At first, when I got to New York, I worked on my English; I got rid of my accent and learned to talk like a New Yorker. Hating the Russians ate me up for years and then, after a while, I tried to let it go. I met Tolya Sverdloff. I went to Moscow on a case and fell in love with Svetlana, Tolya's cousin. Then Svetlana was blown up by a car bomb.
But the past finally faded. There was no one left in Russia I cared about. As soon as I let it go, I felt better; I even spoke the language with pleasure. I loved its sounds that insinuated themselves back into my being. Sometimes I read Russian to keep it fresh; sometimes, though I could only admit it to Tolya, I enjoyed it. They could write, those bastards; they could write novels like nobody else, poetry, too; I mean Pushkin wasn't chopped liver.

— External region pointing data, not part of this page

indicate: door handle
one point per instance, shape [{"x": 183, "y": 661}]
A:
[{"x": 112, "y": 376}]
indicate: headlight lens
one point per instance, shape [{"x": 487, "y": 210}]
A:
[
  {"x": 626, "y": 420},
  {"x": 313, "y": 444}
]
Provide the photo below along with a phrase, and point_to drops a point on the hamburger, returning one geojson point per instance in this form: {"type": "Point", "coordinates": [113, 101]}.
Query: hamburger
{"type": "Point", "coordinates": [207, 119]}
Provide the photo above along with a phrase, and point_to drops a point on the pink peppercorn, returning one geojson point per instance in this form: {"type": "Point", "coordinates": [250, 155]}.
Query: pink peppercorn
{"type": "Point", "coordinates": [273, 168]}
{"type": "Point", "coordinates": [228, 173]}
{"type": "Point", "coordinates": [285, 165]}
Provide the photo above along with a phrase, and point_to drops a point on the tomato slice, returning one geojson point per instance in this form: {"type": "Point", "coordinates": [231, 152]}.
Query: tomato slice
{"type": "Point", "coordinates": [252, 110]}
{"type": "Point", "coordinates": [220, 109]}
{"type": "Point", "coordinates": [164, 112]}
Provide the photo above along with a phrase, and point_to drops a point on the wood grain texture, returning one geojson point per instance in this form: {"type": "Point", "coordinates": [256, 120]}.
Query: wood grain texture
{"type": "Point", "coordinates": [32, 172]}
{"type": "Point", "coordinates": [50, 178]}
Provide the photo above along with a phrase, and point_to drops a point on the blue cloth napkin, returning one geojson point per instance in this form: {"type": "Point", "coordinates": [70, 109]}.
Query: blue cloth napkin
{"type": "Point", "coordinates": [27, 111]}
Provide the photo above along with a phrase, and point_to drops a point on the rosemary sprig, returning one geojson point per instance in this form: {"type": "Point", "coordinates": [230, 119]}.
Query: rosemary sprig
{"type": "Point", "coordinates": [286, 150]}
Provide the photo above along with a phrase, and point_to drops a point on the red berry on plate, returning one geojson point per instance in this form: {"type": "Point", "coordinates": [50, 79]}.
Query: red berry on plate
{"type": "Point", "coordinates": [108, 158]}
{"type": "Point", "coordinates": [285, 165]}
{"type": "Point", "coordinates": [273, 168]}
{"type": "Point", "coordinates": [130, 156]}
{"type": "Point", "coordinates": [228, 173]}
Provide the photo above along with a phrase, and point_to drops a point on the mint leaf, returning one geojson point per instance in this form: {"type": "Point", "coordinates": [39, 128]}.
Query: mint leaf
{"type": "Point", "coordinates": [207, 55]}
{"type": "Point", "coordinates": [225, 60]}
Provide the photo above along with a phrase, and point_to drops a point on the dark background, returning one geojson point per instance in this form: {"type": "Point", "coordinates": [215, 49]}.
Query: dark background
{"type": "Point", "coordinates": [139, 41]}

I turned onto Coney Island Avenue and pulled up at Batumi Books next door to the Hello, Gorgeous Beauty Salon. As soon as he saw me, my friend Dubi Petrovsky ran from behind the counter waving a book.
Dubi had come from Russia via Israel, like me, but he clung to his Russianness; he was a scholarly man, about seventy, tall like an immense bird with a haunted hollow face and sunken pale blue eyes and a huge laugh. He knew everyone around Brighton Beach and he relished it. He could come and go to Manhattan for his book groups or the opera or to prowl the secondhand bookstores, and he had treasures no one else could get.

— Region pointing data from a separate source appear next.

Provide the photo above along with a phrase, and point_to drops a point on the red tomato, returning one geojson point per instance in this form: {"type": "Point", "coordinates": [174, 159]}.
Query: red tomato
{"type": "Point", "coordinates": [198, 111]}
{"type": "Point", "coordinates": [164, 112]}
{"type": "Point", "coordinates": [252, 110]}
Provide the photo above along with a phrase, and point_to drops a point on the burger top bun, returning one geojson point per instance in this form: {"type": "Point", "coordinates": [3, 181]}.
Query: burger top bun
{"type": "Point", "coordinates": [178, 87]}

From the back of the shop,
Sergeant Pepper
played softly. Above all, Dubi was a crazed Beatles fan. It was said of him, in the old days, he told me, that he was the first to decipher a picture of the Beatles torn from some Western newspaper. It was Dubi, he said, referring to himself in the third person, who first looked at the picture, maybe 1969, and said, here is John, this is George, Paul is here. He had written, he told me, but never published a history of the Beatles in the USSR. Currently he was five years into a tome on the fall of empires.
A piece about Dubi and the shop from the
New York Times
hung, behind glass, on the wall. The shop smelled of old books, of old leather bindings and used paperbacks.
"Hello, Artemy," he said softly and we shook hands and hugged. "I have this for you." He held out the brown paper package tied neatly with twine, my name and address written out by hand.
"How much do I owe you?" I said.
"I should charge you three hundred because this is something special, but it's you, so give me one fifty? That's OK? You're not too broke? I know you, you're always broke and you drive that big Caddy which is why you're broke."
"I'm not too broke," I lied and wrote a check.
"You've seen the piece from the
New York Times?
" he asked for the millionth time.
I read it again.
"So how are things out here? You're OK? Business?"
Dubi made a face and rolled a cigarette. "Lousy. After 9/11, it was lousy. People here didn't buy books, they sat in front of the TV. They were scared. They had come here because it was safe and it wasn't safe anymore, and after that the shit started in Russia. More shit, I mean. The Chechens take over a theater and kill people in Moscow. I have a lady, a customer, her niece was in that theater. They look around, they see the empire is still breaking up, still spewing shit."
"What empire?"
"Russian. American."
"You mean like your book? How's the book going?"
"I don't know. I'm not sure an analysis of the break-up of the Soviet and American empires as a kind of chain reaction is going to make it to the bestseller list, you know? Maybe I'll put some sex in, what do you think? I meet them, though, Artemy, I meet people who look at America and see the arrests, no charge, people interned they think America looks like Soviet Union. They get scared shitless."